Tuesday, October 4, 2016

Getting a Little Serious About Painting a Portrait of Nikolaas

During my watercolor class in the summer of 2016, my teacher encouraged me to "work big."

He had seen my scribbling work in multiple sketchbooks and thought that, if nothing else, working in a larger format would inspire me to approach my art differently and learn some things.

He was right, as most teachers usually are, especially when they ask you to try something new!

Anyhow, one of the things this inspired in me was thinking, for the first time, about whether or not I might create a piece of visual art that I would hang on a wall.

Of course, that immediately caused me to panic about "wrecking" the painting or "wasting paper and paint" if I screw up.  So I told myself, no worries!  Just do a sketch on big paper and see what happens.

I've posted some of those results in earlier posts.

For this project, I approached much the same way, but with a slightly different intention:  I wanted to see if I could capture light and shadow in a watercolor sketch of my dog, Nikolaas, lying in the sun outside the house.  No worries about how it turned out.  It was an assignment for class and nothing more.

So I began by stretching the watercolor paper on a board.  But then I penciled in different margins for the painting, leaving white all around.

Using a photo reference, and some very scribbly pen sketches I had done from my hammock while watching Nik in the sun, I penciled in the basics of the scene.

Then I painted in the background, reserving the white for the dog.  I wanted to tackle those two things separately because I knew I wanted a wet in wet background, and I didn't want it bleeding into the dog's form.

Here is a photo of the work in progress at that stage:

After this was completely dry, I tackled the figure of the dog:

I let this dry and took it into my class, wondering if I should punch up some darks, or add different textures into the foreground.  But my teacher said, "Do NOT touch it!"

So I didn't.

Other than to take it home, frame it, and put it up above the mantel in my house.

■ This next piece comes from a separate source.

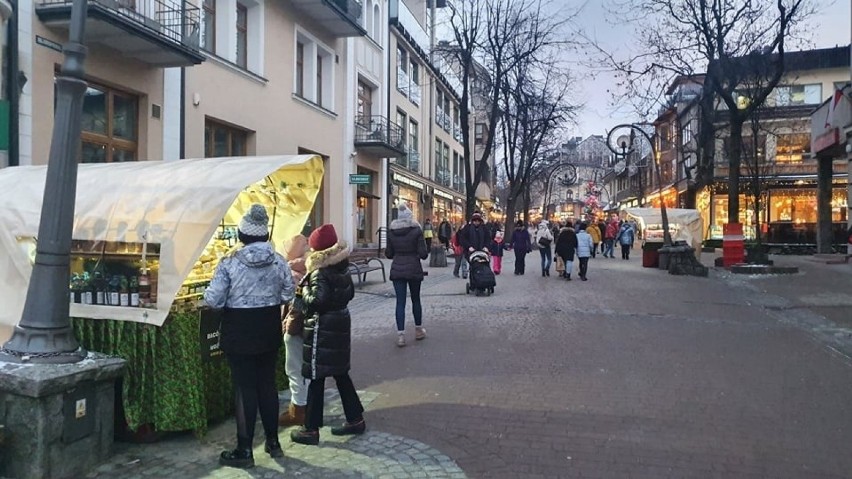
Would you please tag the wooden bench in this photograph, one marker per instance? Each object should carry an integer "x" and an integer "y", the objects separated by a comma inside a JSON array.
[{"x": 361, "y": 263}]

The very first piece of visual art which I have created and hung!

Would I call this painting scribbling?  No.  I was intentional and careful and really working to create something specific.  I had a higher bar for the result than I ever do for my daily scribbling practice.

But this painting is the result of the thousands of scribbles I've done over the last few years.  I'm pleased with it, but the fun factor--at least for me--is definitely higher for the scribbles in my sketchbooks.